使用前の乾燥(300〜400℃、30〜60分)と乾燥後の保管が必須。この工程を省くと、せっかくの低水素特性がほぼ失われます。

直流逆極性が基本設定

一般的に直流逆極性(DCEP)での使用が推奨されており、交流や直流正極性では溶接性能が大きく低下するケースがあります。


低水素系溶接棒の基本的な特徴と他の溶接棒との違い

低水素系溶接棒は、被覆アーク溶接棒の一種であり、フラックス(被覆剤)の主成分に炭酸カルシウム(石灰石)や蛍石を使用した溶接材料です。一般的なイルミナイト系やライムチタニア系の溶接棒と根本的に異なるのは、被覆剤中の水分含有量を意図的かつ徹底的に抑えている点にあります。

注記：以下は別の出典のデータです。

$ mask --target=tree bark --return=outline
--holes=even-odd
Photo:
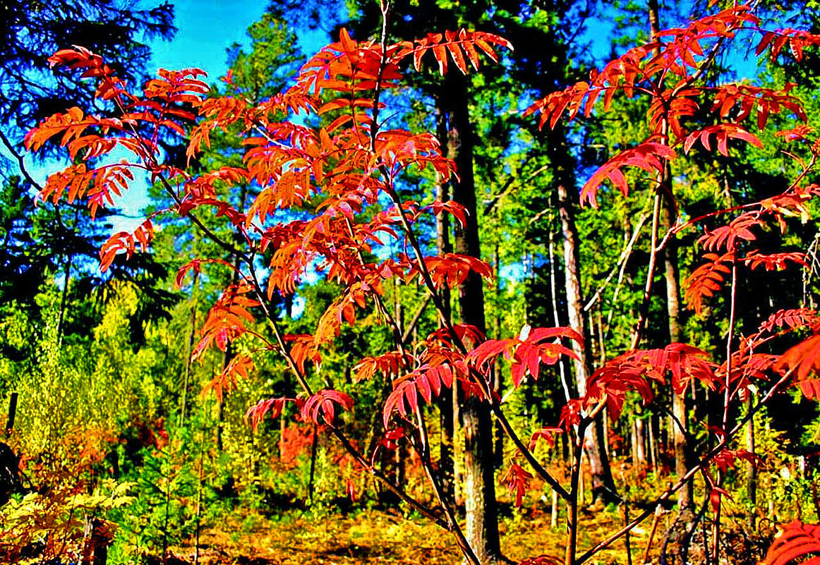
[[[559,170],[560,166],[554,166]],[[560,179],[560,177],[558,177]],[[567,187],[558,183],[558,215],[561,219],[561,232],[563,235],[564,248],[564,281],[567,290],[567,307],[569,326],[584,336],[584,342],[590,343],[590,332],[584,323],[583,306],[581,305],[581,277],[578,266],[578,230],[575,225],[573,203],[570,200]],[[589,347],[581,348],[572,342],[572,348],[578,359],[574,360],[576,385],[578,395],[586,394],[586,379],[592,374],[592,352]],[[590,459],[590,472],[592,476],[591,486],[593,500],[606,502],[617,499],[617,490],[609,467],[609,459],[603,449],[604,425],[600,418],[588,428],[589,441],[585,441],[586,454]]]
[[[441,109],[436,111],[435,130],[439,143],[441,147],[447,148],[447,123],[445,116]],[[443,179],[439,179],[435,185],[435,198],[442,203],[450,199],[449,183]],[[435,216],[435,247],[439,255],[453,253],[453,245],[450,243],[450,221],[447,214],[439,214]],[[441,289],[441,303],[444,306],[444,316],[450,318],[450,289],[447,286]],[[440,321],[440,327],[446,327],[445,320]],[[441,442],[440,458],[439,460],[439,472],[441,476],[441,484],[444,487],[444,494],[451,500],[455,497],[455,465],[453,437],[455,431],[455,418],[458,417],[458,410],[453,410],[453,394],[455,387],[453,389],[442,388],[441,395],[439,397],[439,414],[441,425]],[[458,403],[458,399],[455,399]]]
[[[456,226],[455,252],[481,257],[473,176],[474,133],[469,115],[467,79],[449,73],[444,84],[448,124],[448,155],[456,163],[458,178],[453,181],[453,200],[467,211],[467,225]],[[471,271],[458,288],[458,304],[464,324],[486,332],[481,277]],[[486,402],[472,395],[462,408],[464,426],[464,498],[467,539],[481,563],[501,556],[498,508],[493,469],[493,426]]]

溶接中にアーク熱が加わると、被覆剤が分解してCO₂ガスとCaOのスラグが生成されます。このCO₂ガスがシールドガスとして溶融池を保護することで、大気中の水素が溶接金属に混入するルートを遮断します。つまり、低水素系という名称は「水素を含まない」のではなく「水素の混入を極限まで低減する設計思想」を指しています。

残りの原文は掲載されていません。